Thanks for the response. I do believe it said you needed to solve more than just the sample puzzles, and said we needed to come up with the logic, which suggested they didn’t want a lot of googling to determine the answer…
The `solve` function should handle solving any given valid puzzle string, not just the test inputs and solutions. You are expected to write out the logic to solve this.
…but seemed a pretty complicated problem to solve once you get into the trenches of it… until someone whispers ‘backtracking’ in your ear, lol.
Backtracking to me seems a silly solution, just throwing the kitchen sink at it until something sticks :). My Sudoku-Solver file ended up being 462 lines of code, only 60 lines of which were the backtracking algorithm, lol.

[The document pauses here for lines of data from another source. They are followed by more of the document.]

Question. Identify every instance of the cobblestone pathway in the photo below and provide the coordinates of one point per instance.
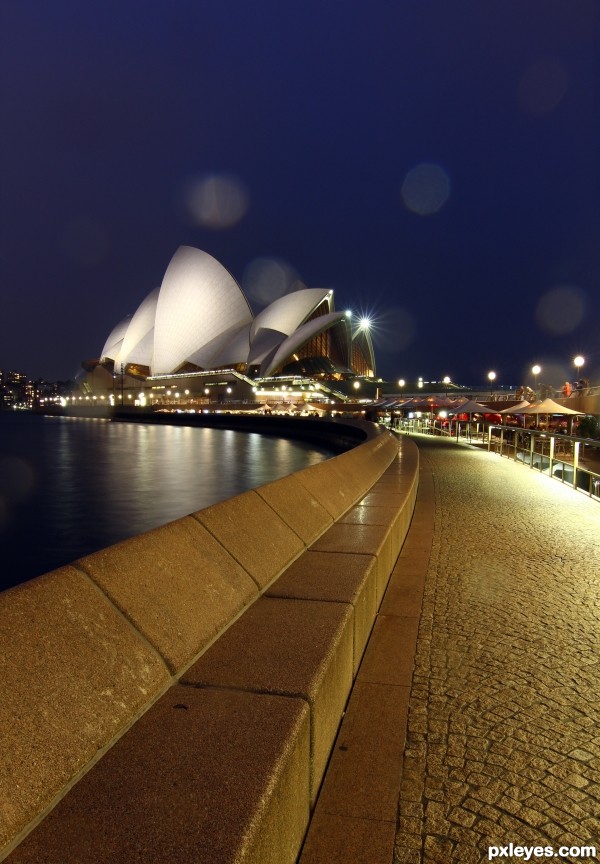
(504, 726)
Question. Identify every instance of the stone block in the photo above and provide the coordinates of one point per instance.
(293, 648)
(332, 484)
(298, 508)
(335, 578)
(392, 646)
(361, 540)
(370, 745)
(254, 534)
(177, 584)
(74, 675)
(344, 840)
(205, 776)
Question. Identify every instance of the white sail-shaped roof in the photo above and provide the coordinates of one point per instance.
(200, 316)
(198, 301)
(287, 313)
(236, 349)
(298, 338)
(112, 346)
(138, 343)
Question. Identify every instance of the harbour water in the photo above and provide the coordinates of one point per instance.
(69, 487)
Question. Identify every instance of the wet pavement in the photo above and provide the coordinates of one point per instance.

Definitely glad for the experience. Its rare to find a problem where recursion isn’t overkill, so was a fun algorithm to write. Do you know if there is a non-backtrack solution? I haven’t gone through the freecodecamp walkthrough of this problem yet as I still have to write the testing section and final refinements before submitting, but maybe they go over the algorithm there.
I mean, we’d have to build program in the logical methodologies that humans use to solve. Like, look singles in rows, columns, and nonets. Maybe you come up with a way to do Snyder notation. You figure out a way to look for x-wings, etc. You keep looping those until you pass through without any changes. That would be programming it to solve it like a human. You’d have to learn all of the advanced Sudoku techniques and code them into your algorithm. Without that, I imagine you’re just left with testing exhaustively, and you’re going to want to optimize that with backtracking.
Yep, thats what the first 400 lines of mine does, got as far as building arrays of all possible values and comparing those for possible eliminations, but that code was so messy I assumed I was doing it wrong.
I noticed when looking for guidance that previously for this project you were also expected to build the user interface as well…Current project all the UI stuff is already in place. Wonder when/why they changed that.
Yeah, that’s the tricky part about algorithms. Sometimes it takes some work to find the “sexy” solution.
I had to read the Wiki on Sudoku algorithms but I wrote the code myself. I would have never been albe to come up with that backtrack algorithm on my own lol
This is one of the most memorable challenges. I checked my post regarding it and it looks like in few days ill have a one year anniversary since I completed it. I recall i was very proud of it, as I managed to write the logic, altho this took great effort and lot of struggle. It is important to note, key factor to be able to code it, is actually having experience in sudoku solving, otherwise I dont think thats very likely to be completed on your own. I also recall, initially my code could only solve simple sudokus and then i improved it with more extensive algorithm, which made it possible to solve all puzzles i found on my fathers newspapers.